Here's an example code on how to do it with a Thread:
from concurrent.futures import ThreadPoolExecutor, ProcessPoolExecutor
import pyodbc
executor = ThreadPoolExecutor() # or ProcessPoolExecutor
tables = ['tab1', 'tab2', 'tab3', 'tab4', 'tab5', 'tab6']
futures = []
for table in tables:
result = executor.submit(process_table, table)
futures.append(result)
results = [future.result() for future in futures]
def process_table(table):
conn = pyodbc.connect(.....)
cursor = conn.cursor()
for i in range(0, 10):
sql = 'update ' + table + ' set col = ' + str(i)
cursor.execute(sql)
conn.commit()
cursor.close()
conn.close()
Let's delve into some useful parameters in ODBC as listed in the reference:
Parameter | Description |
---|---|
SQL_MULT_RESULT_SETS | A character string: "Y" if the data source supports multiple result sets, "N" if it does not. For more information about multiple result sets, see Multiple Results. |
SQL_MULTIPLE_ACTIVE_TXN | A character string: "Y" if the driver supports more than one active transaction at the same time, "N" if only one transaction can be active at any time. The information returned for this information type does not apply in the case of distributed transactions. |
SQL_MAX_DRIVER_CONNECTIONS | An SQLUSMALLINT value that specifies the maximum number of active connections that the driver can support for an environment. This value can reflect a limitation imposed by either the driver or the data source. If there is no specified limit or the limit is unknown, this value is set to zero. |
SQL_MAX_CONCURRENT_ACTIVITIES | An SQLUSMALLINT value that specifies the maximum number of active statements that the driver can support for a connection. A statement is defined as active if it has results pending, with the term "results" meaning rows from a SELECT operation or rows affected by an INSERT, UPDATE, or DELETE operation (such as a row count), or if it is in a NEED_DATA state. This value can reflect a limitation imposed by either the driver or the data source. If there is no specified limit or the limit is unknown, this value is set to zero. |
SQL_MAX_ASYNC_CONCURRENT_STATEMENTS | An SQLUINTEGER value that specifies the maximum number of active concurrent statements in asynchronous mode that the driver can support on a given connection. If there is no specific limit or the limit is unknown, this value is zero. |
You can know their values by printing them:
print(conn.getinfo(pyodbc.SQL_MAX_DRIVER_CONNECTIONS))

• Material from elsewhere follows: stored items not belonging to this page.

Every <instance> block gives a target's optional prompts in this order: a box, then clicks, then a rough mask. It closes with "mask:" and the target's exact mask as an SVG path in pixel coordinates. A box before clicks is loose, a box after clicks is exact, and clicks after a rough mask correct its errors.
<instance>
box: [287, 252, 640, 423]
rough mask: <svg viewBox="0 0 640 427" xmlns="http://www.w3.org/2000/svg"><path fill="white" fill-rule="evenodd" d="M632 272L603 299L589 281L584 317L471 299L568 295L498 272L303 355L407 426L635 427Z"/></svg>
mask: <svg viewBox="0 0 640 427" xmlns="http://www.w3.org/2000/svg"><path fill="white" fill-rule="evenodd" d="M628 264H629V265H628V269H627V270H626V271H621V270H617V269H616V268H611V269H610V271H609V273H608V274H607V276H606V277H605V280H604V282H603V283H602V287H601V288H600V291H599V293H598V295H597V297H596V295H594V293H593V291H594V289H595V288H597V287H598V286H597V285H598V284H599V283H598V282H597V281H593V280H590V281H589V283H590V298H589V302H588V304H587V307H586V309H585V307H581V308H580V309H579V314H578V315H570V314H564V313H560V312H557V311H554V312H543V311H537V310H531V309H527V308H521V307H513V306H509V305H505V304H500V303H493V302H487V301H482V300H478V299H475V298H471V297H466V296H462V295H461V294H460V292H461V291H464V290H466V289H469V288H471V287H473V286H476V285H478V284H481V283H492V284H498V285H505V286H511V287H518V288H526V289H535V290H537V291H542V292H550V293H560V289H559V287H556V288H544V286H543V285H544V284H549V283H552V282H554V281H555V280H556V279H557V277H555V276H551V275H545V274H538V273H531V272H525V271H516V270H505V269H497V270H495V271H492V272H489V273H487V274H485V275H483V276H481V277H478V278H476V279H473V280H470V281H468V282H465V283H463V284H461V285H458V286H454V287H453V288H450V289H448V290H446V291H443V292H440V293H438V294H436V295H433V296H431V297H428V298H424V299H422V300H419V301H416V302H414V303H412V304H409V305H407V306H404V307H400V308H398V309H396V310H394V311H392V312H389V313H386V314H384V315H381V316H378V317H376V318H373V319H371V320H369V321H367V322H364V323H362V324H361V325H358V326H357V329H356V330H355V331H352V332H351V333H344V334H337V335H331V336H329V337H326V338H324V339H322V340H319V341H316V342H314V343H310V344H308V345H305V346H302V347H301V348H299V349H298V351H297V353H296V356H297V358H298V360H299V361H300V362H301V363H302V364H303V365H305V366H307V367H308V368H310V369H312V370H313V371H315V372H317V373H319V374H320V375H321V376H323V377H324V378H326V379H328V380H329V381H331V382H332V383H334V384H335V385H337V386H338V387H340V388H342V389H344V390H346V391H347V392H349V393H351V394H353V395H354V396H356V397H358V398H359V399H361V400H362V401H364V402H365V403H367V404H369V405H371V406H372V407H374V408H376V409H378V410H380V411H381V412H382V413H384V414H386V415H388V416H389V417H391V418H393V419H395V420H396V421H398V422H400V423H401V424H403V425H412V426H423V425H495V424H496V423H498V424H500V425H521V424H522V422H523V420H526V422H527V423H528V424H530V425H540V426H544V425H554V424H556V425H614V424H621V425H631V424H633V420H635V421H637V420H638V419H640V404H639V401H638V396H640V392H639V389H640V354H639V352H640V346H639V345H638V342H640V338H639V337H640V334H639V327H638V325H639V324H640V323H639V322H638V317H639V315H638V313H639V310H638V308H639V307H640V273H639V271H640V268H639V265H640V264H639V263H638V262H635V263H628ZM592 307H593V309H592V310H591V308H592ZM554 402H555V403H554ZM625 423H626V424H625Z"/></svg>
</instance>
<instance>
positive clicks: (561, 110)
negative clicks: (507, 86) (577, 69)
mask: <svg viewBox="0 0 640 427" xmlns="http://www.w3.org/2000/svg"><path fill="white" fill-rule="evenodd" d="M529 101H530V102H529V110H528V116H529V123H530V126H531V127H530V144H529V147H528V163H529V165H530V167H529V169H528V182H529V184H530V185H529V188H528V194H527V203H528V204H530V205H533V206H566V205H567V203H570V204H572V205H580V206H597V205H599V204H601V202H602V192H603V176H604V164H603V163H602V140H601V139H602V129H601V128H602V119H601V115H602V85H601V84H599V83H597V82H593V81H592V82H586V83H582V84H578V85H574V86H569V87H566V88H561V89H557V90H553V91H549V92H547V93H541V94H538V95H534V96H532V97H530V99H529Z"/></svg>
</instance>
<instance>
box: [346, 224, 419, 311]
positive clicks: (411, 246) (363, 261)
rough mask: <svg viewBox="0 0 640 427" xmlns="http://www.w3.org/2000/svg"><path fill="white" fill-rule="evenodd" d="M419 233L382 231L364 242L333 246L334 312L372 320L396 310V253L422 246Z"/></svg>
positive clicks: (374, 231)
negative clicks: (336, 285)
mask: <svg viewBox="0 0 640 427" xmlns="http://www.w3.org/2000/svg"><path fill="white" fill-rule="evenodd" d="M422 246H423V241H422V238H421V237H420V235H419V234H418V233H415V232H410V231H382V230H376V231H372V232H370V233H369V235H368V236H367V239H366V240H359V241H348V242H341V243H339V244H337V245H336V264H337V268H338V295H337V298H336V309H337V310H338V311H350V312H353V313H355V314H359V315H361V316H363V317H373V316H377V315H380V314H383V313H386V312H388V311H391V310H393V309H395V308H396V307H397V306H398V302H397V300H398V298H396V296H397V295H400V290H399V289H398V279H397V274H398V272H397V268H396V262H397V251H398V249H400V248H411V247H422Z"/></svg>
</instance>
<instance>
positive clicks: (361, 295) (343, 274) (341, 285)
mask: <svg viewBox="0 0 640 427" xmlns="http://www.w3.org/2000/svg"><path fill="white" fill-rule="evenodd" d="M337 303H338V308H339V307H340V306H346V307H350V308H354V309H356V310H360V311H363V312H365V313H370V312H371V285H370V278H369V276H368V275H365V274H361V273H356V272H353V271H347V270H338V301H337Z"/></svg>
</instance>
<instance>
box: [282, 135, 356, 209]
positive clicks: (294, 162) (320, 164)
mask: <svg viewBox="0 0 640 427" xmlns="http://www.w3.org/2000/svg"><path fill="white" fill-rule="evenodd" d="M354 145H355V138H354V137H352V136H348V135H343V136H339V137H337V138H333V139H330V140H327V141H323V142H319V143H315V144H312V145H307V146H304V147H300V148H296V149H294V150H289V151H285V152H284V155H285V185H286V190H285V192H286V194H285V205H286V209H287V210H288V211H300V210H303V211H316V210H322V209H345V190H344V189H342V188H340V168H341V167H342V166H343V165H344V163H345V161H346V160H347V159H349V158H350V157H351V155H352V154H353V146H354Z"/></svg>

print(conn.getinfo(pyodbc.SQL_MAX_DRIVER_CONNECTIONS))
print(conn.getinfo(pyodbc.SQL_MAX_CONCURRENT_ACTIVITIES))
print(conn.getinfo(pyodbc.SQL_MAX_ASYNC_CONCURRENT_STATEMENTS))

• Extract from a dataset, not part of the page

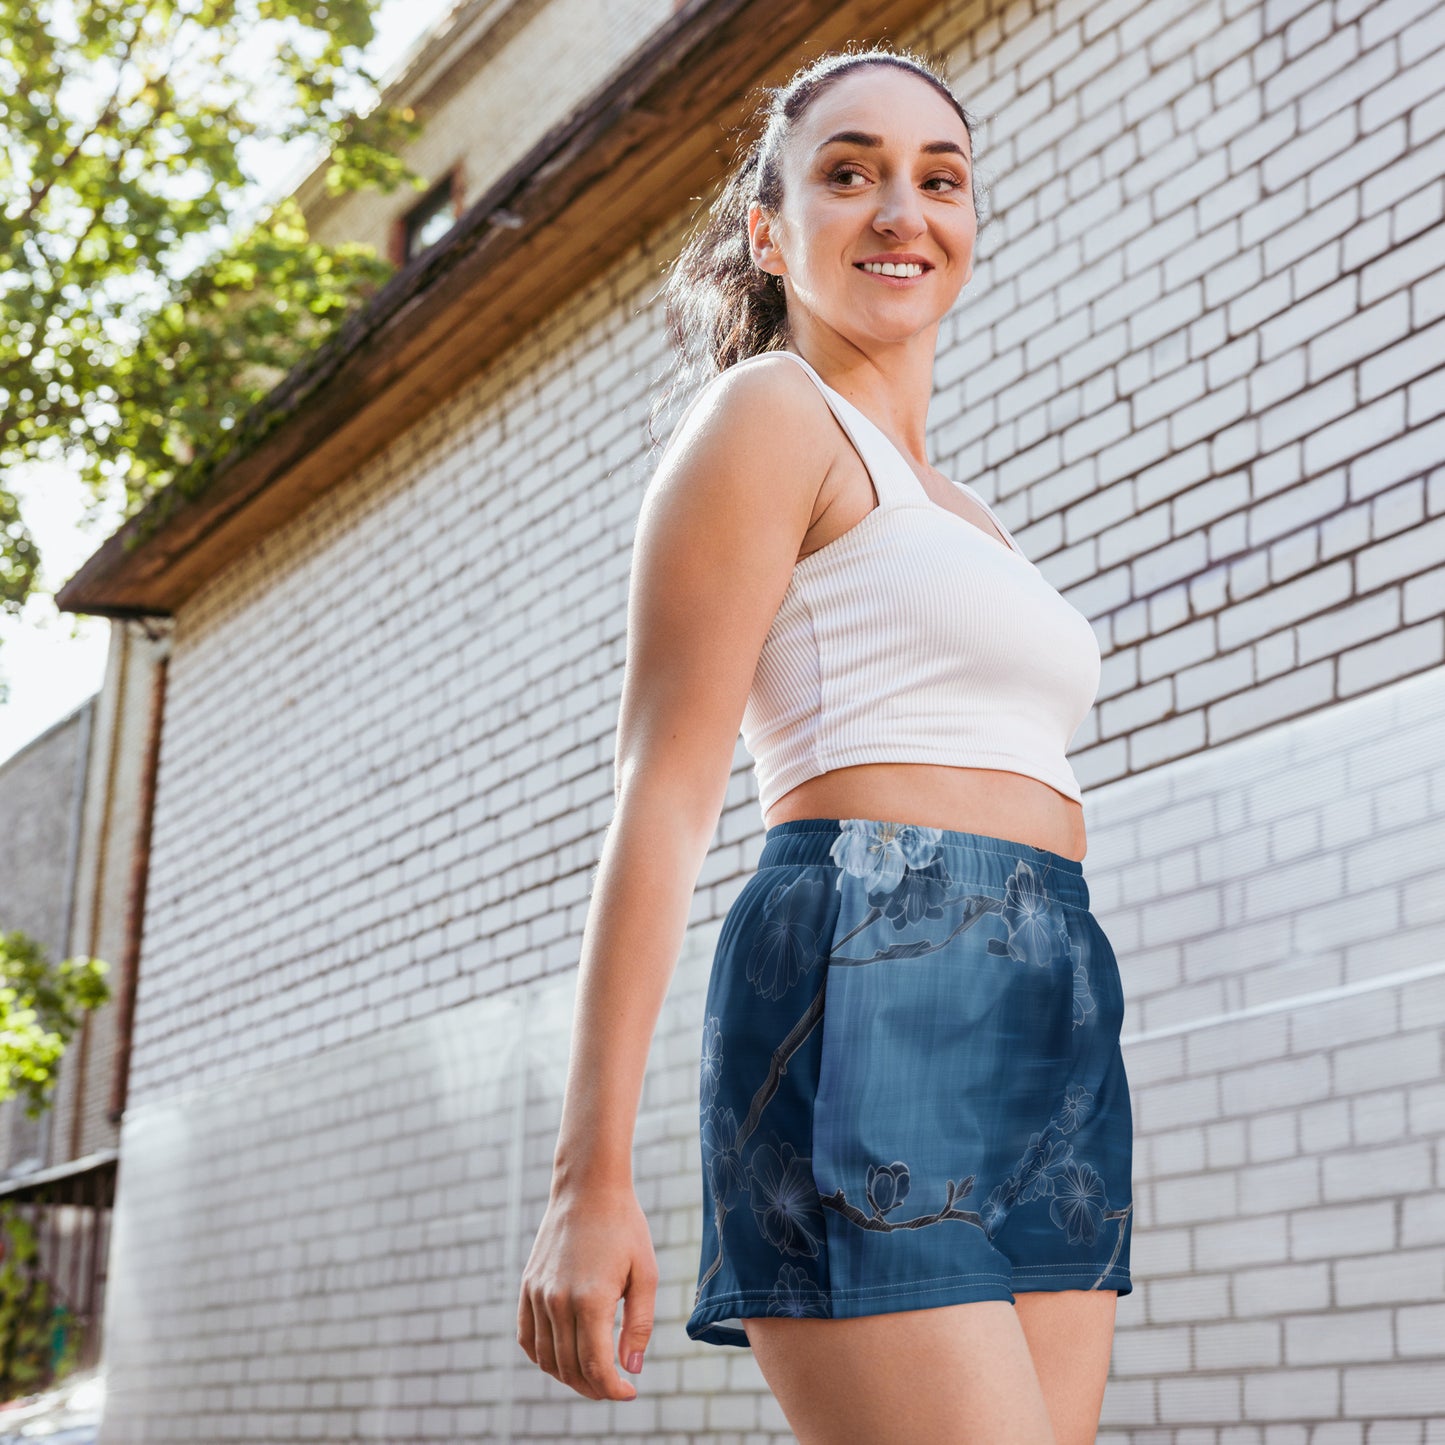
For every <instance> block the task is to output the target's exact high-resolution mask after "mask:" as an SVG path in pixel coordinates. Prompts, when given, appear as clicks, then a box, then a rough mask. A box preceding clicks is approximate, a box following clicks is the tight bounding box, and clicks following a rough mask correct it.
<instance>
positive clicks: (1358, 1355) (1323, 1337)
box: [1285, 1309, 1394, 1364]
mask: <svg viewBox="0 0 1445 1445" xmlns="http://www.w3.org/2000/svg"><path fill="white" fill-rule="evenodd" d="M1393 1354H1394V1338H1393V1329H1392V1315H1390V1311H1387V1309H1351V1311H1341V1312H1335V1314H1328V1315H1305V1316H1301V1318H1296V1319H1286V1321H1285V1360H1286V1363H1289V1364H1354V1363H1357V1361H1361V1360H1389V1358H1392V1357H1393Z"/></svg>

Additionally, there is a protocol to allow a single connection to have multiple concurrent queries running at the same time:
SQL Server 2005 (9.x) introduced a new connection attribute that allows applications to have more than one pending request per connection, and in particular, to have more than one active default result set per connection called Multiple Active Result Sets (MARS). In addition, a new connection string keyword, Mars_Connection
, as been added. It accepts "yes" or "no" values; "no" is the default. For pyodbc, you can enable it by adding MARS_Connection=yes
to your connection string.
However, the execution of multiple queries on a single connection in MARS is interleaved not concurrent. If you want two queries to actually execute at the same time, use two connections (as you do through a separate process). The driver can only process one query at a time on a connection.